Der Film ist sehr eigenartig geraten. Auf der einen Seite hat er die typischen Teenie-Sex-Komödien-Elemente jener Zeit (ich sag nur: Tobias Meister...), auf der anderen Seite sind insbesondere die Szenen mit Petras Drogenabhängiger Freundin Doris, die sich ihr Geld in Peepshows und auf dem Strich zusammenklaubt (und dabei von ihrem "Freund" (sprich: Zuhälter) ausgebeutet wird, teilweise derartig schmierig geraten, dass es wahrlich nicht verwundert, dass der Film sich gleich unter 3 Titeln auf dem Index wiederfand. Verwunderlich ist vielmehr, dass alle 3 nach Zeitablauf nun wieder runter sind...

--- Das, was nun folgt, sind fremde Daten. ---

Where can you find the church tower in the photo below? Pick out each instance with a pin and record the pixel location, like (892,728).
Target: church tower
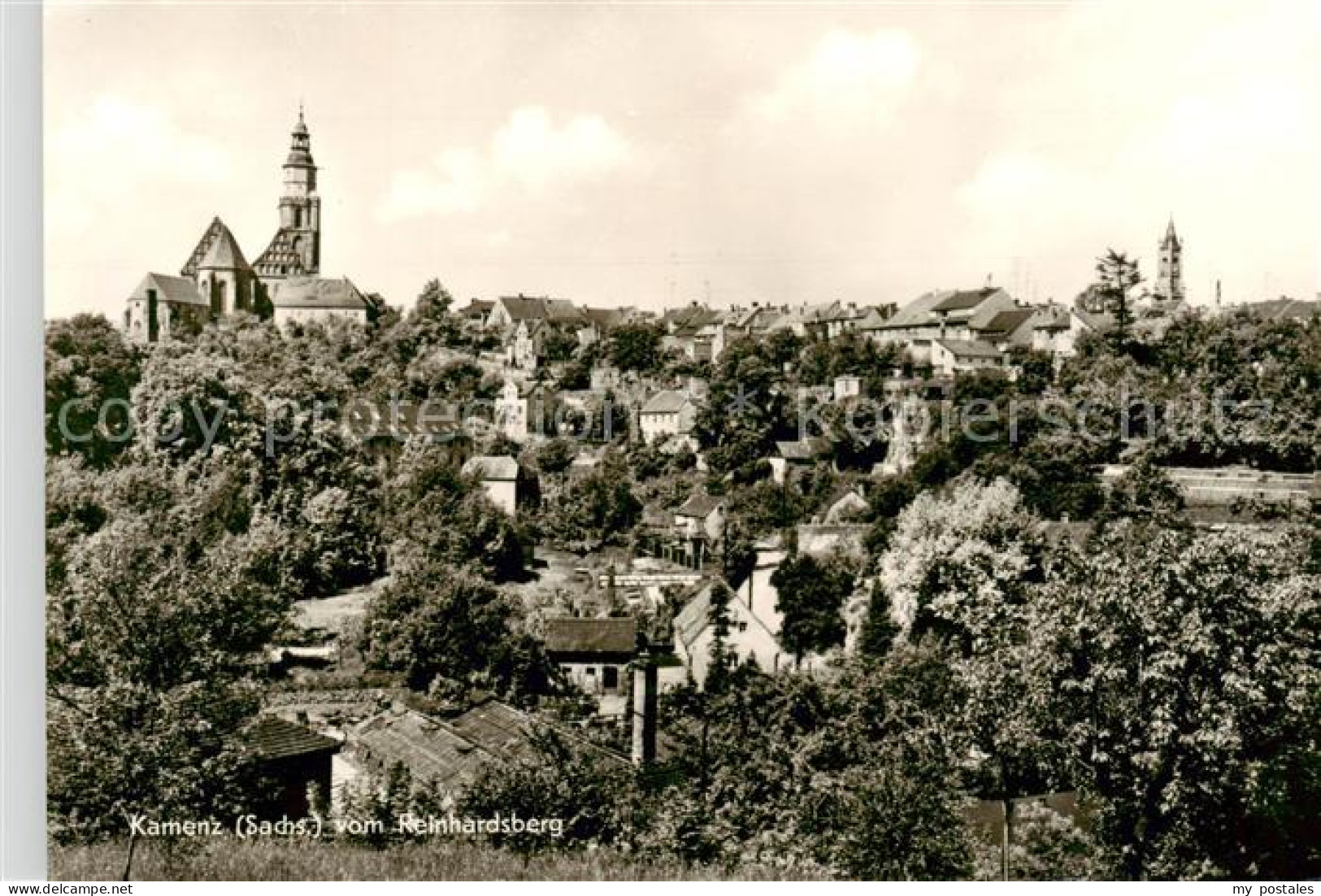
(1169,276)
(296,247)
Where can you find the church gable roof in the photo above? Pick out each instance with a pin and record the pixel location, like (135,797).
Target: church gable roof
(209,237)
(319,293)
(224,251)
(173,289)
(281,257)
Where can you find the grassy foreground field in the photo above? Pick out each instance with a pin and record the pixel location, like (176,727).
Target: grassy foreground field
(228,859)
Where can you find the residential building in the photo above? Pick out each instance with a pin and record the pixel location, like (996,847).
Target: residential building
(669,416)
(592,653)
(295,763)
(954,357)
(702,517)
(748,636)
(524,409)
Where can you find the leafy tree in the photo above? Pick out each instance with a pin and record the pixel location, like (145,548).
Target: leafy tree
(566,779)
(976,542)
(150,638)
(811,595)
(89,365)
(439,624)
(879,628)
(636,346)
(1116,276)
(555,456)
(1188,663)
(433,302)
(722,659)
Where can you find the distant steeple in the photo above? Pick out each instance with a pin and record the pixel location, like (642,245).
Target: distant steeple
(296,247)
(1169,275)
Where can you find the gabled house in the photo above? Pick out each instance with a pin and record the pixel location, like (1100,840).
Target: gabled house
(954,357)
(701,515)
(950,314)
(669,416)
(524,410)
(295,763)
(450,754)
(592,653)
(1057,329)
(528,344)
(748,637)
(509,311)
(793,455)
(1008,328)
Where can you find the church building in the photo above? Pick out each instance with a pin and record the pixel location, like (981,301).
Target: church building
(283,285)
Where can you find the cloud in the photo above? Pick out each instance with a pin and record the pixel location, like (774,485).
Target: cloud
(109,154)
(845,74)
(528,154)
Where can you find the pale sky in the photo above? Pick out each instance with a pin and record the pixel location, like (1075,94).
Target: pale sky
(646,154)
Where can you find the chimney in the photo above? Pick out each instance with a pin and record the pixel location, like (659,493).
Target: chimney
(644,710)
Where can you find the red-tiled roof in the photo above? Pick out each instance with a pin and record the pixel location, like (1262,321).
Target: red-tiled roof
(274,737)
(575,634)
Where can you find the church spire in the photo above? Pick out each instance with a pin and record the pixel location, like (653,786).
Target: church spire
(296,247)
(1169,276)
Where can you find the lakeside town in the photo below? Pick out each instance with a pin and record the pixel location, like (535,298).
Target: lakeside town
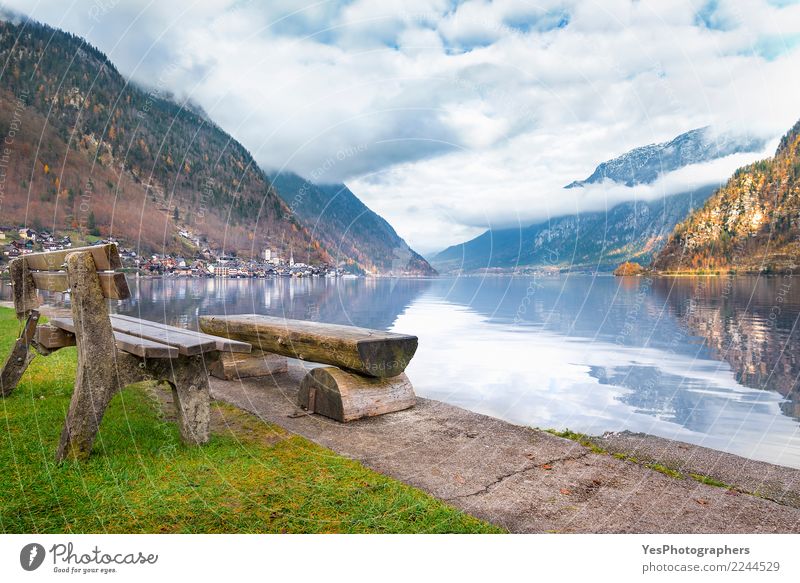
(206,262)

Und dann ist da noch die Tatsache, dass Petra von Katja Bienert gespielt wird. Als ich vor ca. 10 Jahren den Film das erste Mal sah, hab ich mich zwar kurz gefragt, wie alt die Katja damals gewesen sein mag. Kurz danach las ich zufällig ein Interview mit Frau Bienert, und angesichts der Angabe, dass sie damals kurz vor ihrem 12. (!) Geburtstag (ich hätte sie mindestens auf 16 geschätzt) stand, fiel mir doch ziemlich die Kinnlade runter. Ihre Mutter soll angeblich selbst im Film mitspielen, dennoch komme ich nicht drumherum: Wie kann auch trotz Katjas körperlicher Entwicklung auf die Idee kommen, ein Mädchen dieses Alters ständig nackt vor der Kamera rumlaufen lassen? Gleich zu Beginn ist Katja (wenn auch passiv) in eine Ponyplay-Szene von Doris verwickelt, wo Katja mit einer Peitsche in der Gegend rumsteht, während Doris einen Freier mit Sattel und Zaumzeug ausgestattet hat und auf ihm rumreitet. Später fokussiert Regisseur Walter Boos noch mal spekulativ in Großaufnahme auf Katjas Brüste, und unmittelbar danach wird sie von Freundin Biggi neben die Brüste geküsst. Pornografisch will ich das nicht nennen, aber die Darstellung unterlässt doch einen üblen Nachgeschmack. Es hat schon für weniger Sorgerechtsentzüge gegeben, und wenn man noch berücksichtigt, dass wegen der "Wir Kinder vom Bahnhof Zoo"-Verfilmung von Edel tatsächlich (natürlich erfolglose) Strafanzeigen wegen Pornografie gab (!), muss man richtig froh sein, dass jenen Leuten dieses Werk nicht in die Finger gefallen ist.
Da es eine Lisa-Produktion ist, hat natürlich Otto Retzer wieder einen unvergesslichen Auftritt.
Letztlich fragt man sich, wen man wohl als Zielgruppe für dieses Werk im Auge gehabt haben mag. Das fragt man sich beim nachfolgenden "Drei Schwedinnen auf der Reeperbahn" (ebenfalls von Boos für die Lisa gedreht) allerdings auch, der seit über 25 Jahren nur noch gekürzt erhältlich ist.